Baudrillard asked some deeply important questions about politics and society.  He gave us provocative stabs at our sense of reality, and in doing so he stretched his thought to a wonderfully playful extreme.

As we see around us fragmenting identities refracting endlessly through the implications of what we buy, who we talk to, what we wear, what we watch, what we listen to - and what others think about us as a result - we can gain a lot from looking to a thinker whose work is rooted in the problems of finding collective footholds in a world that offers little certainty and no (easy) answers.

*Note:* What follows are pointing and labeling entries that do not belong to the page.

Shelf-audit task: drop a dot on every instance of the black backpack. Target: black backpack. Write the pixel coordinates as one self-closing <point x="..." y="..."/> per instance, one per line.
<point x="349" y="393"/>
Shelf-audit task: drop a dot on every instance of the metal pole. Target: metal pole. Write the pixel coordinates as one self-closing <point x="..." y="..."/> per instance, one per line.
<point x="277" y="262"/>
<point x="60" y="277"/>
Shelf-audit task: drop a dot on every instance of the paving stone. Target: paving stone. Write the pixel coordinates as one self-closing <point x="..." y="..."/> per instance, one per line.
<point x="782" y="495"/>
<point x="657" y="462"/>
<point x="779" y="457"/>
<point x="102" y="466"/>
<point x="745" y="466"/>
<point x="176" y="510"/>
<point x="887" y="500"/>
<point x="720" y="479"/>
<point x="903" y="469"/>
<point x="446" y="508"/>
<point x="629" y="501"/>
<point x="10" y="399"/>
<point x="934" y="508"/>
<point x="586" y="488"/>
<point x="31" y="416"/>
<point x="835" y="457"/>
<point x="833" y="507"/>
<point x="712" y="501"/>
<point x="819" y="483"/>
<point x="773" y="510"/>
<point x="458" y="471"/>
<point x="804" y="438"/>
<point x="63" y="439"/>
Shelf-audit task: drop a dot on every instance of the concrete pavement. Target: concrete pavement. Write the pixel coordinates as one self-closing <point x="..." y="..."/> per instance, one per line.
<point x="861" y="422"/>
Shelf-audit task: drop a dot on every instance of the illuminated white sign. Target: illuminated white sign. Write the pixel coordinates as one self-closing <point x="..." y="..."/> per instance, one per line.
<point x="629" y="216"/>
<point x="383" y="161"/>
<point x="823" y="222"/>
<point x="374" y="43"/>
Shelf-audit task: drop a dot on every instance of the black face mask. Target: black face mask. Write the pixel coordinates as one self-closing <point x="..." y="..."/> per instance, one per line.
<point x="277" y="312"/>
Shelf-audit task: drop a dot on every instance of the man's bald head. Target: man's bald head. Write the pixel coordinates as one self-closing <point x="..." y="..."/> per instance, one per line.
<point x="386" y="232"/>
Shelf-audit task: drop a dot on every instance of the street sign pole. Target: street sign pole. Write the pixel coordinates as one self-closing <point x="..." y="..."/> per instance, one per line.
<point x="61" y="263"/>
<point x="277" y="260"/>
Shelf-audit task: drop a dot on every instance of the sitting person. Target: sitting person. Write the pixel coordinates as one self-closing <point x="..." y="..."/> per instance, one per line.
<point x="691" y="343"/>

He drew predictable criticism from those who felt he embodied a kind of empty postmodernism, or that he dismisses too readily our contact with reality.  It's true that he certainly didn’t give us the key to Utopia.  But I never have much time for criticism that can’t be bothered to get past a slightly tired assumption about ‘postmodern’ thought.  Reading criticism of his work, I usually just feel - get over it, and grow a sense of humour.   It is just too easy to complain that he leaves us adrift; nowhere, with nothing constructive to say or do.   Too easy, too boring, and too lazy.  We’d do well to stop obsessing over whether a person’s words donate to us a perfect tracing of how things are.  I care more about what thoughts his work can provoke - about where Baudrillard can take us; what we can do with his work.  Which is a long way, and a lot respectively - if only we stop worrying about pointing out that the Gulf War really happened

Baudrillard's thought is a joy - a joy that admittedly lies amongst what can be frustratingly difficult writing - precisely because it stretches itself towards absurdity.  His world of the hyper-real is a great place to visit, but you wouldn’t want to live there.  In doing so, he dives into the media-saturated public realm and ultimately, through the potentially desperate and thrilling spectacle we are left with, asks how, in a complex world, we are supposed to get out towards political progress.  I guess he has left the answer to us.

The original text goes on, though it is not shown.